Pydantic

What's coming in V2

&

A review of building python extensions with Rust

Please ask questions as I go along ... I've written this in a hurry so if you're confused, you're probably not alone

Some Background

  • Pydantic does data validation using type hints
  • It was first released in 2017 as a tiny experiment
  • The library has since seen massive growth ... particularly since Sebastián used pydantic in FastAPI. Thanks Sebastián! 🙏
  • Pydantic hasn't been significantly rewritten since v0.0.1
  • The internals are creaking
  • V2 is an opportunity to fix some of footguns but also re-write the internals

The good bits

Everything! (and hopefully nothing for you):

  • all validation is offloaded to another library - pydantic-core which I'm building now

  • Ugly hangovers from mistakes I made while building v0.0.1 can be killed
  • We can use a little of the speed premium provided by pydantic-core to do some stuff more correctly - e.g. smart unions
  • I've given up on the "validation" vs. "parsing" vs. "coercion" debate, I'm just using "validate" - if you don't like it 🖕 (or just use strict=True)

What's changing in V2

"You can't make a Tomlette without breaking a few Gregs!" (Succession S2E9) - best TV pun ever?

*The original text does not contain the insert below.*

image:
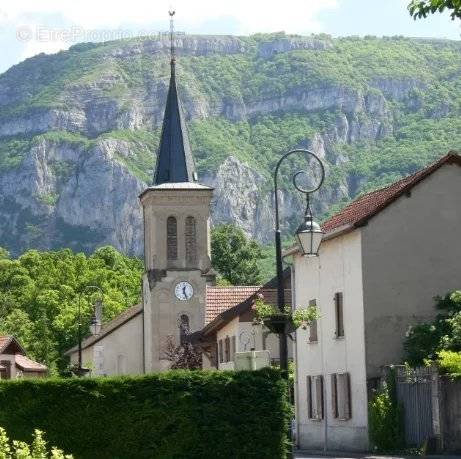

I'm going to have to upset some people to get V2 out:

  • a bunch of PRs will have to be closed - users can come back and restart them once the meat of the V2 changes are in main
  • Some functionality will change, I think for the better, but some people will disagree
  • Some hacks and workarounds will no longer be possible as the logic is in rust where you can't mess
  • no more subclasses of basic types(str, bytes) - except with wrap decorators
  • (initially) no pure python implementation of pydantic-core

The bad bits

What's changing in V2

Wrap Validators

class MyModel(BaseModel):
    appointment_time: datetime | None
    
    @validator('appointment_time', mode='wrap')
    def validate_appointment_time(cls, v, handler):
        if v == 'now':
            return datetime.now()
        
        try:
            return handler(v)
        except ValidationError:
            # we don't want to fail, so just use None
            return None

New Features

(Implemented, but not with this nice syntactic sugar)

AKA "The onion" - like middleware

Strict Mode

class StrictModel(BaseModel, strict=True):
    a_string: str
    an_int: int
    set_of_ints: Set[int]


class LaxModel(BaseModel):
    lax_string: str
    strict_string1: str = Field(..., strict=True)
    strict_string2: StrictStr

New Features

(Implemented, but not with this nice syntactic sugar)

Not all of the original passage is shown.